RE-ELECTION OF DIRECTORS
The Company ensures that directors submit themselves
for re-election at least every three years.
INDEPENDENT ADVICE
There is an agreed procedure by which members of the Board
may take independent professional advice in the furtherance
of their duties.
COMPANY SECRETARY
All directors have access to the advice and services of the
Company Secretary. His responsibilities include ensuring good
information flows to the Board and its Committees and between
senior management and the non-executive directors. He
facilitates the induction of directors, assisting them in fulfilling
their duties and responsibilities and, through the Chairman, he
is responsible for advising the Board on corporate governance.
SHAREHOLDER RELATIONS
The Company has a programme of meetings with its major
institutional shareholders, which provides an opportunity to
discuss, on the back of publicly available information, the
progress of the business. The Chairman, the senior independent
director and other non-executive directors are available to meet
with major shareholders to understand their issues and concerns
and to discuss governance and strategy. Additionally, the
Annual General Meeting provides a useful interface with private
shareholders, many of whom are also customers.
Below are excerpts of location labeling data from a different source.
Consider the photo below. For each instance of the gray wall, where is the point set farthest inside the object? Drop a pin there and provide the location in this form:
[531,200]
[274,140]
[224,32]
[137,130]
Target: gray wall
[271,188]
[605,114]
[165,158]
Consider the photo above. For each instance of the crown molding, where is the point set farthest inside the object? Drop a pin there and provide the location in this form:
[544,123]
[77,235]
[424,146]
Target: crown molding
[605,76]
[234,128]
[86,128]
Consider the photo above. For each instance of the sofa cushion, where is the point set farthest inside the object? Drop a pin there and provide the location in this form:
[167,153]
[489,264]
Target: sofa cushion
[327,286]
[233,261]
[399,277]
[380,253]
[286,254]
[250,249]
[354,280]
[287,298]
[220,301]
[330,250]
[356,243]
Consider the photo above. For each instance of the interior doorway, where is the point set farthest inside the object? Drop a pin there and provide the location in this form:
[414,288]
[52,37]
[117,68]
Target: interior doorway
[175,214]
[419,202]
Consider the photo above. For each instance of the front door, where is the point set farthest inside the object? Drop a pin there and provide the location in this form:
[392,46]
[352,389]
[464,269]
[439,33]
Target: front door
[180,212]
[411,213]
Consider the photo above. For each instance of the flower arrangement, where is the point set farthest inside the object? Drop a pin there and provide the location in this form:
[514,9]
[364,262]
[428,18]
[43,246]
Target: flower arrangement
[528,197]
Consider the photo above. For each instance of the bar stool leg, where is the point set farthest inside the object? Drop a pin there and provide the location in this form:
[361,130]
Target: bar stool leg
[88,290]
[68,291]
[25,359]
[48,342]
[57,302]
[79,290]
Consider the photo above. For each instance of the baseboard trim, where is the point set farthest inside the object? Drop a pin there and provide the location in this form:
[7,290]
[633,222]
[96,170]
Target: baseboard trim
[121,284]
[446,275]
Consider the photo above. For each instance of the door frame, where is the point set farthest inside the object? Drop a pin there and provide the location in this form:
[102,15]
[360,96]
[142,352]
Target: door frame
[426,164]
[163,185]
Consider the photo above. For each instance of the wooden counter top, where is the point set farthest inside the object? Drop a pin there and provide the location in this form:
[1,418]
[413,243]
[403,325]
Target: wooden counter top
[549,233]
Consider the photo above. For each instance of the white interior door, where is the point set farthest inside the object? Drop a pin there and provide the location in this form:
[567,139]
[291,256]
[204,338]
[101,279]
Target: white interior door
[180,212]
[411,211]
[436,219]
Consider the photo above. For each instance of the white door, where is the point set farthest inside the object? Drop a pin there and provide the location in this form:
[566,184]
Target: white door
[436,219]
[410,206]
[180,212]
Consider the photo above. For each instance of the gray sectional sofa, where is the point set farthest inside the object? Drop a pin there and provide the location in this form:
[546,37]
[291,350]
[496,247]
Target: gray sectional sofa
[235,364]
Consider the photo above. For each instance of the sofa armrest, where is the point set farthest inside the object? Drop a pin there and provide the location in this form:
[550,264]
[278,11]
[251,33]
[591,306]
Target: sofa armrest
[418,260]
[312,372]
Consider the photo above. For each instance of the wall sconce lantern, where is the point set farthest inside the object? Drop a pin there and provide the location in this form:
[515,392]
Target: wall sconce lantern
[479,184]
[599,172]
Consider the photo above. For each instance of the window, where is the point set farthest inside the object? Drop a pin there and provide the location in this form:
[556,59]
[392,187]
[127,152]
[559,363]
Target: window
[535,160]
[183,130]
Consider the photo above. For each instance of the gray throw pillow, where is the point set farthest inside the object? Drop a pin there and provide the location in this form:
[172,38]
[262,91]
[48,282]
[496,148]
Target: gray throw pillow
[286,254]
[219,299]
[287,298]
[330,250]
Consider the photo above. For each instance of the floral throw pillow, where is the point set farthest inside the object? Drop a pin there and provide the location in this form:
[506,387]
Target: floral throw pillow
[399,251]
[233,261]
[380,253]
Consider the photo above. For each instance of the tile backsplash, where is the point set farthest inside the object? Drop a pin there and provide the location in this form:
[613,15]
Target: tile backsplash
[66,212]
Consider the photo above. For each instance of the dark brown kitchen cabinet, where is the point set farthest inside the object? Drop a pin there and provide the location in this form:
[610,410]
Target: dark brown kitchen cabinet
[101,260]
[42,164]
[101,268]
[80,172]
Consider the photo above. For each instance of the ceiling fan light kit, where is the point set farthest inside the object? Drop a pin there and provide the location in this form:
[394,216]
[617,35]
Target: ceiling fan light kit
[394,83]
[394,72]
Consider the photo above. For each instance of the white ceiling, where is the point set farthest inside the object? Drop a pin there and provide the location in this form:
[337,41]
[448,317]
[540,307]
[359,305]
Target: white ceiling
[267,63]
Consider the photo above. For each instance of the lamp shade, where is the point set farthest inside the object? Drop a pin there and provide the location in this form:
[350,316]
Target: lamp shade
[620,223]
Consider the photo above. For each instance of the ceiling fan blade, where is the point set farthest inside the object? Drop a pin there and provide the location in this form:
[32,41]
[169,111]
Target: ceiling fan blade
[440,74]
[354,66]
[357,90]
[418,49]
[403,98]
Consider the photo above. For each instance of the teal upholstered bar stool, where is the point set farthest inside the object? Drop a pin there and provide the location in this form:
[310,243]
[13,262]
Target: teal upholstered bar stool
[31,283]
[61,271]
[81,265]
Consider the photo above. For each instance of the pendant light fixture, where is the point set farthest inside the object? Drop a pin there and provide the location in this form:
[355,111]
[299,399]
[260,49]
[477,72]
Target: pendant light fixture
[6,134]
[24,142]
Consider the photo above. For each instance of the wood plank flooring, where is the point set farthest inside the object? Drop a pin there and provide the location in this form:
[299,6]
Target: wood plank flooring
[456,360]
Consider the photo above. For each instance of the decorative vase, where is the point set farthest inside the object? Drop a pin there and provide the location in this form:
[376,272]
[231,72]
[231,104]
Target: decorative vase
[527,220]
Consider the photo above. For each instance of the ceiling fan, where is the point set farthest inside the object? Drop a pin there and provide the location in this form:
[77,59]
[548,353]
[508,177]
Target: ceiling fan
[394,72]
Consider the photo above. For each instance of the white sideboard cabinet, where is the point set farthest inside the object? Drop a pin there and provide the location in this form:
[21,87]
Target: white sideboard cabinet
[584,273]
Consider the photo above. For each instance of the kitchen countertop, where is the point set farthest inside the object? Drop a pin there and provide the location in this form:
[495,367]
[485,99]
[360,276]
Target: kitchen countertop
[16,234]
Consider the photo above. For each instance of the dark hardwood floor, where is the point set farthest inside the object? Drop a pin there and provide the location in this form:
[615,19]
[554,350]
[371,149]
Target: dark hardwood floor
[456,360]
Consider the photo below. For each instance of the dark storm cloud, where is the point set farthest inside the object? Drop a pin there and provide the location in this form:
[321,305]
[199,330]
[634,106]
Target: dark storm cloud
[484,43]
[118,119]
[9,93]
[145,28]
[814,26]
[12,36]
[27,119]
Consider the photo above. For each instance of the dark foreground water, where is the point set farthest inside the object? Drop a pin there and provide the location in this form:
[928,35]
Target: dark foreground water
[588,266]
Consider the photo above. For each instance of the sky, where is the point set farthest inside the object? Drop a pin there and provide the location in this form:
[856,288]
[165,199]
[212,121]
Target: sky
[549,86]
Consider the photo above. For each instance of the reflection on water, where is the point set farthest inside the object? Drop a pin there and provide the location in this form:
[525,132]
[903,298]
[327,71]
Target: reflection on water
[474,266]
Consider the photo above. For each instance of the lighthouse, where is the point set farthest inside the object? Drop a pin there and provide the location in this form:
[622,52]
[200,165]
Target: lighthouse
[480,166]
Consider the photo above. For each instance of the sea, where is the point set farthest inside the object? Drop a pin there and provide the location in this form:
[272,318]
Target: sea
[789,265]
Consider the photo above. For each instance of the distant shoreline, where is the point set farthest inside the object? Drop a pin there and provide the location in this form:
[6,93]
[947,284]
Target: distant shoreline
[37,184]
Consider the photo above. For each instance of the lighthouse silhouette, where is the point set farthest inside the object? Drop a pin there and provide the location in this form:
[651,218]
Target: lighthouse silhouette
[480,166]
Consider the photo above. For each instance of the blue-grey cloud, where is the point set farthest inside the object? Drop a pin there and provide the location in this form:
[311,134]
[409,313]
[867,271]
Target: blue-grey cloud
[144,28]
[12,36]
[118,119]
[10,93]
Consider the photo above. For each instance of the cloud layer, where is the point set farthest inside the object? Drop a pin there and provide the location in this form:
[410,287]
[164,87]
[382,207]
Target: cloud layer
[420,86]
The Chairmen
of the Audit, Remuneration and Nomination Committees are
available at those meetings to answer questions. The availability
to shareholders of information about the Group is maintained
through the website: www.ihgplc.com
FURTHER INFORMATION
The terms of reference of the Audit, Disclosure, Remuneration
and Nomination Committees, and of the Company’s remuneration
consultants, are available from the Company Secretary’s office
on request. The terms and conditions of appointment of
non-executive directors are also available on request.